3/18/15 ASHLAND, Ohio – A series of letters exchanged between novelist C.S. Lewis and former Ashland College professor Tom VanOsdall will be displayed on the Ashland University campus and accessible to the public as part of an event scheduled in early May.
“This May 7 event will highlight the relationship between C.S. Lewis and professor Tom VanOsdall during 1963 and the letters they exchanged,” said Dr. Mark Hamilton, associate professor of philosophy at Ashland University.
Hamilton said the event, which is free and open to the public, will feature Dr. Michael Peterson, a Lewis scholar from Asbury Theological Seminary, speaking on “C.S. Lewis.” As part of the event, Hamilton will talk about the letters that were exchanged between Lewis and VanOsdall and were donated to the University.
Hamilton said Tom VanOsdall grew up in Ashland and taught at what was then Ashland College for nearly 30 years and retired in 1980. “He was a beloved chemistry professor. He really was a Renaissance man and for many years he led a big band called Tommy Van and his orchestra,” Hamilton said.
VanOsdall had one son, Tom Jr., who was killed in a car accident in May of 1962. The Tom VanOsdall Jr. scholarship has been established through the Ashland County Community Foundation.
“After his son’s death, VanOsdall threw himself into working on the relationship between science and religion,” Hamilton said. “He wanted to develop a course that reconciled science and religion and would take them both seriously. He was very concerned that science was becoming a religion – a movement known as Scientism.”
In the process of developing a course on the cultural impact of science, VanOsdall wrote letters to a number of significant people, including C.S. Lewis in 1963. Over a five-month period of that year, VanOsdall exchanged several letters with Lewis. This led to the creation of a course called Science as a Cultural Force which is still being taught at Ashland University though it has gone through numerous evolutions.

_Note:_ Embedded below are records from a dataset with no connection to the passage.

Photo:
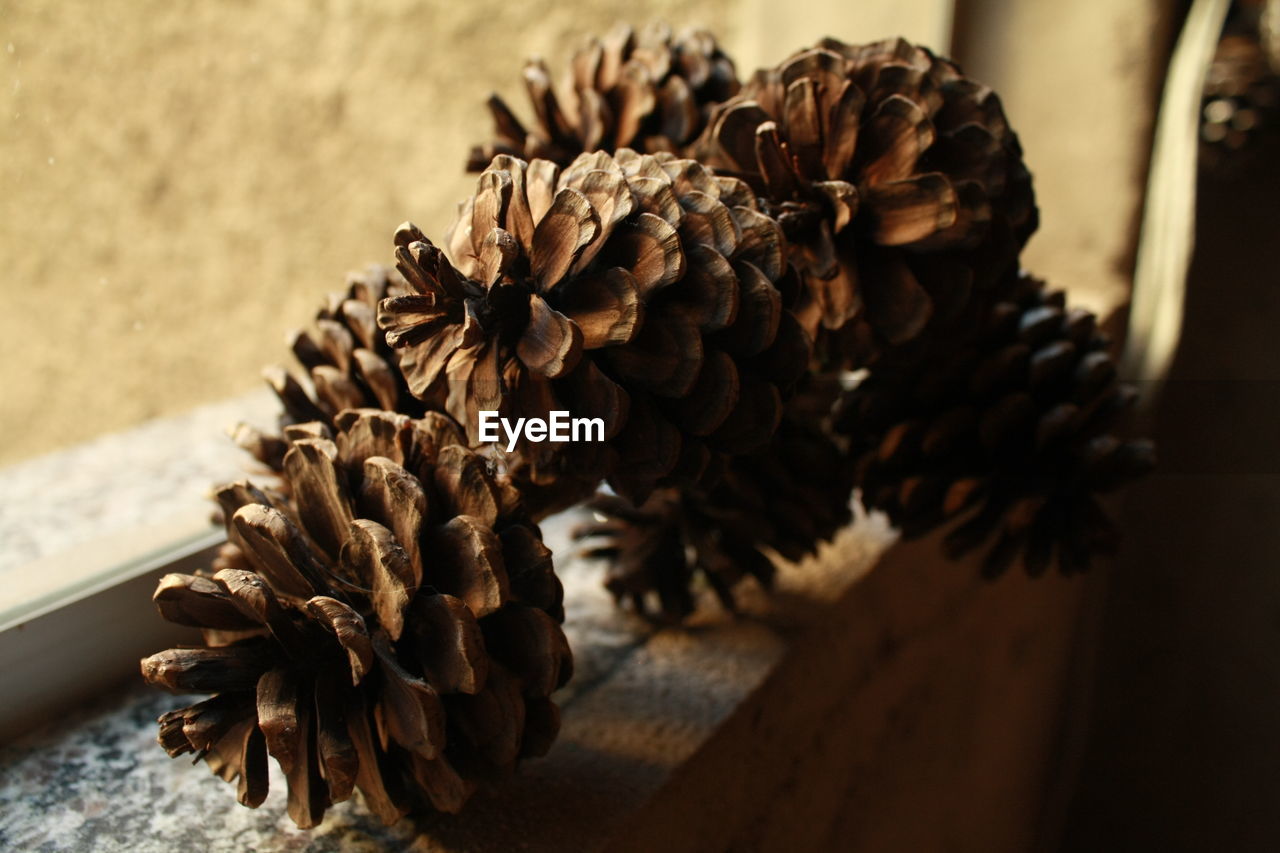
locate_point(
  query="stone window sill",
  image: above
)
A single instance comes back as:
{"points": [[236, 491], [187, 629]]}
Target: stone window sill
{"points": [[909, 706]]}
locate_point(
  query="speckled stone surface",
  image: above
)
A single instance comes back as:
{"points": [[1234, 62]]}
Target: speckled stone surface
{"points": [[641, 702], [158, 471]]}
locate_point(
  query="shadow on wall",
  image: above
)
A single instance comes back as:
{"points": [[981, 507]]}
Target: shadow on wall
{"points": [[1185, 749]]}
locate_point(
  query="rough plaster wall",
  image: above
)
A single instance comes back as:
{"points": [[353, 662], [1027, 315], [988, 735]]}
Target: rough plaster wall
{"points": [[1079, 83], [181, 182]]}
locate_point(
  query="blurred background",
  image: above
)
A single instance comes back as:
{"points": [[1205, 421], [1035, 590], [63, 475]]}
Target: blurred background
{"points": [[181, 183]]}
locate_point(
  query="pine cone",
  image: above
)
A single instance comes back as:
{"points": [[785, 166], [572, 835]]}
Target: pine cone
{"points": [[639, 290], [392, 628], [1011, 433], [897, 181], [348, 365], [786, 498], [648, 91]]}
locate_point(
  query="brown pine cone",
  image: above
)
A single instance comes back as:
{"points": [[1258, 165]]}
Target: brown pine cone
{"points": [[392, 628], [786, 500], [634, 288], [647, 91], [347, 363], [897, 181], [1011, 434]]}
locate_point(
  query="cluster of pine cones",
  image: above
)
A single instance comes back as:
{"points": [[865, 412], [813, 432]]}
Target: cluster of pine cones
{"points": [[698, 261]]}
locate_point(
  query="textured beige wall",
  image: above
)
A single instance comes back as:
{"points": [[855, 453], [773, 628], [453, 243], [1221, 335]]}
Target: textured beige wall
{"points": [[181, 182], [1079, 83]]}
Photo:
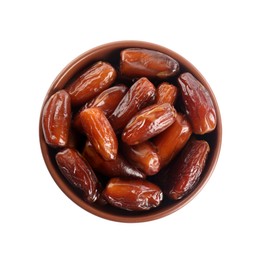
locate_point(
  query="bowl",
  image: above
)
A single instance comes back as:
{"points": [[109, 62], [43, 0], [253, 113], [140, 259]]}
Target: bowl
{"points": [[110, 52]]}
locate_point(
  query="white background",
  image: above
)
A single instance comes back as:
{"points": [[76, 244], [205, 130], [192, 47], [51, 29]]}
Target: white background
{"points": [[38, 38]]}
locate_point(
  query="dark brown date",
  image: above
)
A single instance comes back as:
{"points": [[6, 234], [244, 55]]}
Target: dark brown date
{"points": [[170, 142], [99, 132], [166, 93], [92, 82], [143, 156], [56, 118], [198, 103], [137, 62], [148, 122], [184, 173], [141, 93], [116, 168], [79, 173], [107, 101], [133, 195]]}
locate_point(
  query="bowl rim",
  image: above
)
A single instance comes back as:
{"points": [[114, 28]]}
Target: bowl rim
{"points": [[67, 72]]}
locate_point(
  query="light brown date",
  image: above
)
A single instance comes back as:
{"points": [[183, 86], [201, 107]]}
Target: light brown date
{"points": [[148, 122], [141, 93], [138, 62], [107, 101], [79, 173], [184, 173], [99, 132], [171, 141], [133, 195], [119, 167], [198, 103], [56, 118], [143, 156], [92, 82], [166, 93]]}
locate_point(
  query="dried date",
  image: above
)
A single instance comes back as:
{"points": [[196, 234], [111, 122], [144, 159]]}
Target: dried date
{"points": [[198, 103], [99, 132], [119, 167], [171, 141], [184, 173], [148, 122], [79, 173], [132, 194], [141, 93], [56, 119], [92, 82], [137, 62]]}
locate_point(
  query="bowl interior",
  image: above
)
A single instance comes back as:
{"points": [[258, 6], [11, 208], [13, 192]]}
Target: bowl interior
{"points": [[111, 53]]}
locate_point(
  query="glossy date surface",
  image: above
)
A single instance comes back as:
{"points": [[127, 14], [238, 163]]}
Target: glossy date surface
{"points": [[99, 132], [130, 194], [56, 119], [119, 167], [137, 62], [79, 173], [184, 173], [171, 141], [92, 82], [144, 156], [198, 103], [148, 122]]}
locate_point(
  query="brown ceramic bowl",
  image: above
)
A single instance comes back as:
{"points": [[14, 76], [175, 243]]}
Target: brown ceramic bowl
{"points": [[110, 52]]}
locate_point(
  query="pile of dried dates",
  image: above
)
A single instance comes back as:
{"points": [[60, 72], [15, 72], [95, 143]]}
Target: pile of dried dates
{"points": [[127, 135]]}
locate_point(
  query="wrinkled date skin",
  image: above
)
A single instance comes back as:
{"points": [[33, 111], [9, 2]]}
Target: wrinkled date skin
{"points": [[99, 132], [184, 173], [91, 83], [132, 194], [143, 156], [166, 93], [56, 119], [171, 141], [141, 93], [119, 167], [198, 103], [79, 173], [148, 122], [137, 62], [107, 101]]}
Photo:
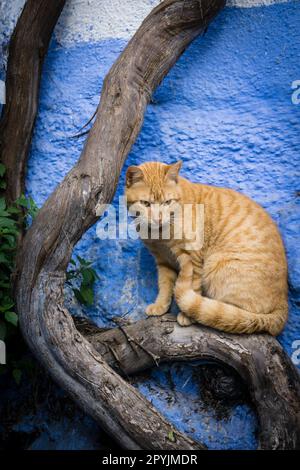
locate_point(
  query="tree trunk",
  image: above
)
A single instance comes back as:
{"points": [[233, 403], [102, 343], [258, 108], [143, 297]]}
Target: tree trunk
{"points": [[271, 378], [27, 49], [71, 210]]}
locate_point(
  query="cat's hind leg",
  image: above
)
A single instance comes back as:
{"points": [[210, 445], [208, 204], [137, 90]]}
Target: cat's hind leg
{"points": [[166, 281], [184, 283]]}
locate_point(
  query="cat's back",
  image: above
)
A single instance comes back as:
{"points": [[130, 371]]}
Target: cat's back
{"points": [[236, 221]]}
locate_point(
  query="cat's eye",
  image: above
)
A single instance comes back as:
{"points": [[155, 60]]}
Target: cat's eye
{"points": [[145, 203]]}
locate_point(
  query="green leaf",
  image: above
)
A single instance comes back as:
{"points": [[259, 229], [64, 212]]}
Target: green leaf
{"points": [[87, 277], [2, 204], [5, 222], [3, 258], [14, 210], [2, 330], [2, 170], [78, 296], [171, 436], [17, 375], [83, 261], [12, 318], [22, 201], [6, 306], [87, 294], [11, 240]]}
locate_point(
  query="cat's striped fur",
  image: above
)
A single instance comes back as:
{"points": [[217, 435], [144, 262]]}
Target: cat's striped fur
{"points": [[237, 281]]}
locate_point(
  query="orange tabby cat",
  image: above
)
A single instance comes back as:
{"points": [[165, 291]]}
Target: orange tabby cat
{"points": [[237, 280]]}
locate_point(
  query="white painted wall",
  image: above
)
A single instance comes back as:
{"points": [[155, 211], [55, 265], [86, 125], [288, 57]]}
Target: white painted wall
{"points": [[93, 20]]}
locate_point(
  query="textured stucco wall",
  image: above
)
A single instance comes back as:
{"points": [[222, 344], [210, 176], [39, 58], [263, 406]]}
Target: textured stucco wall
{"points": [[226, 110]]}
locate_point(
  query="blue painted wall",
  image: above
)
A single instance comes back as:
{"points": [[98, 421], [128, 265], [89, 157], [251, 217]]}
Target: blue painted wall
{"points": [[226, 110]]}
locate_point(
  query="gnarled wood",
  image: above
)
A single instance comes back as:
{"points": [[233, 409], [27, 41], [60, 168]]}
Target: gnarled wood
{"points": [[271, 378], [71, 210], [27, 49]]}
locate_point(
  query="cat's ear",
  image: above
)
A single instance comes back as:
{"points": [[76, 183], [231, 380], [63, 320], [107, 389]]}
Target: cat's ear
{"points": [[133, 175], [173, 171]]}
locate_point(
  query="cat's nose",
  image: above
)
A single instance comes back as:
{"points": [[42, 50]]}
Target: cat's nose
{"points": [[157, 218]]}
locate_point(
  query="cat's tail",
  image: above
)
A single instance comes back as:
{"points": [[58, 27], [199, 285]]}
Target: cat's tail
{"points": [[226, 317]]}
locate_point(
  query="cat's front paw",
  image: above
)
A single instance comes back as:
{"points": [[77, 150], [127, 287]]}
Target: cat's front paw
{"points": [[156, 310], [183, 320]]}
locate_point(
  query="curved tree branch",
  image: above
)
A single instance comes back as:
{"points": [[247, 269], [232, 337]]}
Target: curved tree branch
{"points": [[72, 209], [271, 378], [27, 49]]}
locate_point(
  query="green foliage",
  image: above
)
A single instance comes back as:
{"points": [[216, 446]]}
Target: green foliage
{"points": [[83, 272], [81, 277]]}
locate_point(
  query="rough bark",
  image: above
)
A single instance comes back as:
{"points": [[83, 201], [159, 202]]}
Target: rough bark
{"points": [[271, 378], [71, 210], [27, 49]]}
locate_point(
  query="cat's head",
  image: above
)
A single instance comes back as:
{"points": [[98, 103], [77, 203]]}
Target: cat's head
{"points": [[152, 190]]}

Hamilton said Lewis was in his home in Oxford when he wrote the letters on June 1, Oct. 9 and Oct. 26 of 1963.
“We have all three of the letters from C.S. Lewis to Tom and two of the three letters from Tom to C.S. Lewis,” Hamilton said. “The last letter from Tom is the one we do not have and we know that was the letter in which Tom talked about the loss of this son.”

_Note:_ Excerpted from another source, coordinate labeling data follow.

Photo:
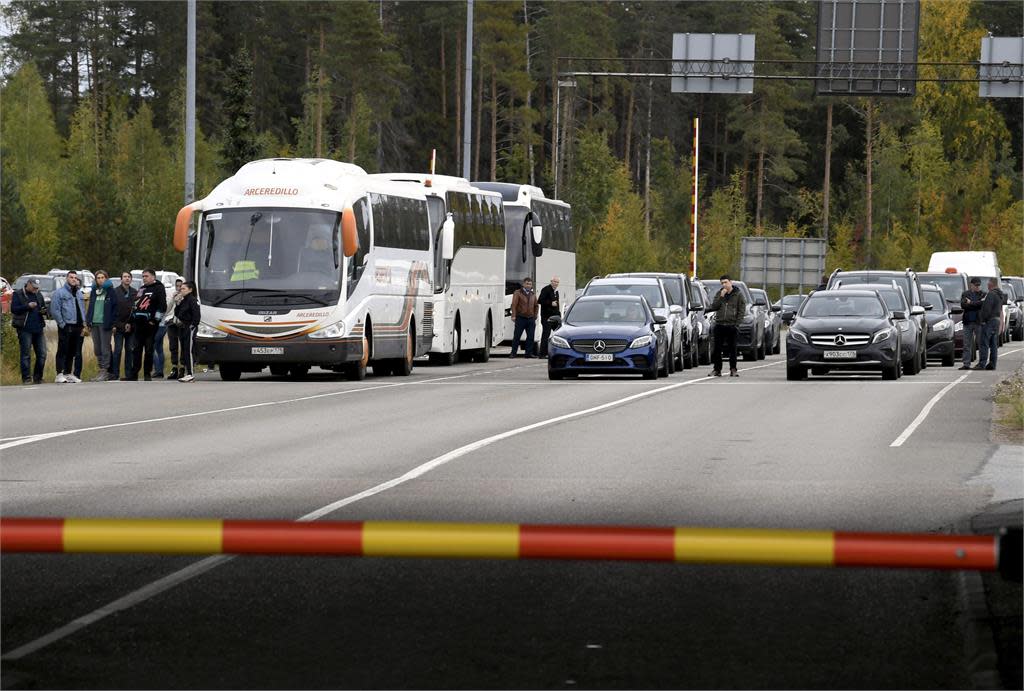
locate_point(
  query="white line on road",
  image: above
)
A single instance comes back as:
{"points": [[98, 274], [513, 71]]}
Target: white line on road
{"points": [[924, 413], [200, 567]]}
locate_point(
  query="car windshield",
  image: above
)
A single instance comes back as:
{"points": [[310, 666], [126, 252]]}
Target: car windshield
{"points": [[46, 284], [650, 291], [606, 311], [280, 253], [952, 285], [842, 305]]}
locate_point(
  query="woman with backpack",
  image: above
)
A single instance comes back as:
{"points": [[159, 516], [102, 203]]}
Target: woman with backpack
{"points": [[187, 315]]}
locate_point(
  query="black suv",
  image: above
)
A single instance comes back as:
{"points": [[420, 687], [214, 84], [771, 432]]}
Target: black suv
{"points": [[908, 283], [844, 330]]}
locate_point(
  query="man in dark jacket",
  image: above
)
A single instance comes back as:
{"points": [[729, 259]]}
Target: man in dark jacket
{"points": [[122, 328], [549, 307], [27, 308], [971, 301], [991, 319], [151, 303], [729, 307]]}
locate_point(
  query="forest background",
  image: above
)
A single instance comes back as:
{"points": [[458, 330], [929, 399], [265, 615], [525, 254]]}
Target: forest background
{"points": [[92, 112]]}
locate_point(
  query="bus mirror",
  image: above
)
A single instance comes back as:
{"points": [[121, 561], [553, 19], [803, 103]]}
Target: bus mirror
{"points": [[448, 239], [349, 239], [181, 224]]}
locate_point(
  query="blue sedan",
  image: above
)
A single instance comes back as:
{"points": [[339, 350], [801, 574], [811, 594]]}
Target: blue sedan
{"points": [[604, 334]]}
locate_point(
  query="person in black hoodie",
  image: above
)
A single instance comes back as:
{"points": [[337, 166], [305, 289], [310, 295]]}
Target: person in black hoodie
{"points": [[151, 303], [187, 313]]}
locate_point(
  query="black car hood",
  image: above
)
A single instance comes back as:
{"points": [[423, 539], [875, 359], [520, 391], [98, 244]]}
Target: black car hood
{"points": [[853, 325], [606, 331]]}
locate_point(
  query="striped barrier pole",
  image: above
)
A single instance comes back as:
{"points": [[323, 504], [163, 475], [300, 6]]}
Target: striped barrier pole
{"points": [[481, 541]]}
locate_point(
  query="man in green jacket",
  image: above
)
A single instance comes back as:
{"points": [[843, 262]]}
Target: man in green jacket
{"points": [[729, 307]]}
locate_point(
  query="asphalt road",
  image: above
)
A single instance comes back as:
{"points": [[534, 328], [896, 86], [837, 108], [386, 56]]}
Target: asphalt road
{"points": [[754, 451]]}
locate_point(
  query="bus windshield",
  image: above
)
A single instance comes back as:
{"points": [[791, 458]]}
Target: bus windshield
{"points": [[269, 256]]}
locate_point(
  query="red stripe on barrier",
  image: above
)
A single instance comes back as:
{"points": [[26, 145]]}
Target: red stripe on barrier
{"points": [[32, 534], [341, 537], [562, 542], [944, 552]]}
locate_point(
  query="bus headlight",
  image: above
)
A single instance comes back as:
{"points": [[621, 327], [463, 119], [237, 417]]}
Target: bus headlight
{"points": [[336, 330], [206, 331]]}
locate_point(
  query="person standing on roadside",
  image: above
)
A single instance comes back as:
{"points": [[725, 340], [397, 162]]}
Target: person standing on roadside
{"points": [[971, 301], [549, 308], [729, 307], [125, 295], [187, 313], [171, 325], [68, 308], [28, 316], [151, 303], [991, 320], [524, 309], [99, 319]]}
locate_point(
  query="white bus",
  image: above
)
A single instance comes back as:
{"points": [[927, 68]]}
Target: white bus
{"points": [[469, 290], [540, 255], [307, 262]]}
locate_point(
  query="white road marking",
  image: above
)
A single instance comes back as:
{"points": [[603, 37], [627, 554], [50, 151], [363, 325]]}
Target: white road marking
{"points": [[924, 413], [200, 567]]}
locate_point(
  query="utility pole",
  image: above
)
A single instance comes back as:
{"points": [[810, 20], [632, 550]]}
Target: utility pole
{"points": [[467, 120], [190, 106]]}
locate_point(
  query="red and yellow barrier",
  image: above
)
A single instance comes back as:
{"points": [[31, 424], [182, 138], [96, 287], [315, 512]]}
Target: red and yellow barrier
{"points": [[480, 541]]}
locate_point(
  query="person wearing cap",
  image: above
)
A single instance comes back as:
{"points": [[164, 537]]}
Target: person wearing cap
{"points": [[971, 301], [27, 308]]}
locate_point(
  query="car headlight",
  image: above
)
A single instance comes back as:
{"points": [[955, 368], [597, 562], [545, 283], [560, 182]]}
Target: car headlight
{"points": [[883, 335], [336, 330], [206, 331]]}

Hamilton explained that the third letter from Lewis noted, “I too have lost what I most loved.”
Hamilton said a significance of this letter relationship was that Lewis died at the age of 65 in November of 1963, the same day that John F. Kennedy died.
Hamilton said the letters were treasured by VanOsdall, who died in 2001.

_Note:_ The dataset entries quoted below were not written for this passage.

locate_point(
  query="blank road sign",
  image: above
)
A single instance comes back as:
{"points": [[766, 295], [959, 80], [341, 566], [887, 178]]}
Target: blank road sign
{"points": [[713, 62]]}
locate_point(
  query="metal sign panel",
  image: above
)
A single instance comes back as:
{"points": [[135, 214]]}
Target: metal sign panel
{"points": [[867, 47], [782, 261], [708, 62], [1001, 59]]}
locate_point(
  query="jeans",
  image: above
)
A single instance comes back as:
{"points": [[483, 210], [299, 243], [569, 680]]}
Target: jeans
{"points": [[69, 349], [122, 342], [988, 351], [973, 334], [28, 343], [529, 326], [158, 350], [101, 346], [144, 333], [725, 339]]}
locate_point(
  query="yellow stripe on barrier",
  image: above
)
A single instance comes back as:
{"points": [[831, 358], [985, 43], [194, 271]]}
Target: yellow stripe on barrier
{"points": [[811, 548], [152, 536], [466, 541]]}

“After his death, Tom’s notebook went to Nancy Tipton Davis, who was a lifelong friend and had been a very good friend of Tom Jr. also,” Hamilton said. “She then donated the letters to the University.”
Hamilton said that C. S. Lewis wrote about 50,000 letters, but noted that these three have been unseen by the world until now. “And we know these were written by him,” he said.
Wheaton College had requested the letters for its large C.S. Lewis Library, but Hamilton said they will remain at Ashland.
“Nancy Davis and I talked quite a bit about where they should be housed. We both agreed that this is where Tom lived and taught; here they will maintain their specialness. This is a way to remember and honor Tom," he said.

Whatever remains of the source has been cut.